The tech giants even stepped up their support for Israeli firms because of the war. At the end of March, Israeli business news site Globes reported that since 7 October, “11 Israeli venture capital funds were founded to provide a response to the urgent needs of start-ups experiencing financing difficulties because of the war” including one “supported by Google Support Fund”.

High-tech industries are crucial for the Israeli economy, whose tech-literate workforce is sought after by the big multinationals, hundreds of which have offices and research centres there. Intel’s new $25bn factory in southern Israel, due to open in 2027, is the largest single investment ever made in the country.

Inside Israel’s NSA

Israel’s system of national military service is mandatory for all Israelis over the age of 18. The brightest brains often end up working in the Israel Defence Forces’ secretive Unit 8200, responsible for Israel’s signals intelligence. It is one of the world’s most powerful surveillance agencies, comparable to the US National Security Agency (NSA) or Britain’s Government Communications Headquarters (GCHQ). Its head, Yossi Sariel, helped write Israel’s AI strategy.

In his 2021 book, Sariel describes an AI-powered “targets machine”, describing the target recommendation systems that the IDF is now known to have been using in Gaza. Sure enough, Unit 8200 is now known to have developed Lavendar, the AI system used to identify Palestinian fighters in Gaza. All six of the Israeli intelligence officers who spoke to journalist Yuval Abraham for the joint +972 Magazine report with Local Call said that Lavender had played a central role in the war by identifying potential “junior” operatives to target.
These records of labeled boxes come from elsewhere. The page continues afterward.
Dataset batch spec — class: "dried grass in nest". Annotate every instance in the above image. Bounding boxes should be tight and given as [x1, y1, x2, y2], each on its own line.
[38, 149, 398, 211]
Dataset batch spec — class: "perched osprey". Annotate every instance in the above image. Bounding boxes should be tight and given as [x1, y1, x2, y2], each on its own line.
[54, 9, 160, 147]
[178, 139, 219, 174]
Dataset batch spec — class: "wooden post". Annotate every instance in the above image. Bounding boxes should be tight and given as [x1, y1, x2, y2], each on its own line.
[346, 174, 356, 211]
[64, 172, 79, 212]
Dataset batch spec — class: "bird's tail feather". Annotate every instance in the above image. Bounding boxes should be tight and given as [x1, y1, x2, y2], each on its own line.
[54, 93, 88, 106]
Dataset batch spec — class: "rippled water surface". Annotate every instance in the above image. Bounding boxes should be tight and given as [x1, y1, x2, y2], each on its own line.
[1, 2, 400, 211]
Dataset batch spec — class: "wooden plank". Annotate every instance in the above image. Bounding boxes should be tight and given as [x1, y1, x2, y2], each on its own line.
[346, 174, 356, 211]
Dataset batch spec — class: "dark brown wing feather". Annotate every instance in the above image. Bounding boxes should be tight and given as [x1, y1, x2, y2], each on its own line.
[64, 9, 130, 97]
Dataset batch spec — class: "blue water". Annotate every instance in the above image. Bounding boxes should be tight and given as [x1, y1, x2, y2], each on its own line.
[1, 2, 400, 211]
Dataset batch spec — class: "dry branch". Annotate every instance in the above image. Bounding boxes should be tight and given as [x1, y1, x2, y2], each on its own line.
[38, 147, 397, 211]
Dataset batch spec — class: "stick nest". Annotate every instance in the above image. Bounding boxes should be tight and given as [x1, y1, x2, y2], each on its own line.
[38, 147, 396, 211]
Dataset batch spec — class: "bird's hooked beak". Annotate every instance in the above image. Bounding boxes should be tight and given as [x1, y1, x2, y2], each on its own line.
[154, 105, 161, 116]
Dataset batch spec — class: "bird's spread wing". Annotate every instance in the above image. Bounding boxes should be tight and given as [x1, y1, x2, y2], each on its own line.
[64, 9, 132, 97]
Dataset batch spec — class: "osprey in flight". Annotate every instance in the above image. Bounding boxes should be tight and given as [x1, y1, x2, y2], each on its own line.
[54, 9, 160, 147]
Four of the sources said that, at one stage early in the war, Lavender listed as many as 37,000 Palestinians to target. In summary, Israel is determined to make sure it has the best weapons and most up-to-date technology to help it to victory in Gaza and ensure its security in the Middle East.

Being an attractive tech hub creates an environment to foster further development, meaning the country and its military are well-placed to benefit from advances. The war in Gaza has shown that Israel’s partnership with tech giants has helped it acquire what amounts to a lethal weapon: information used to track and identify Palestinians and the technology to reach them as it sees fit.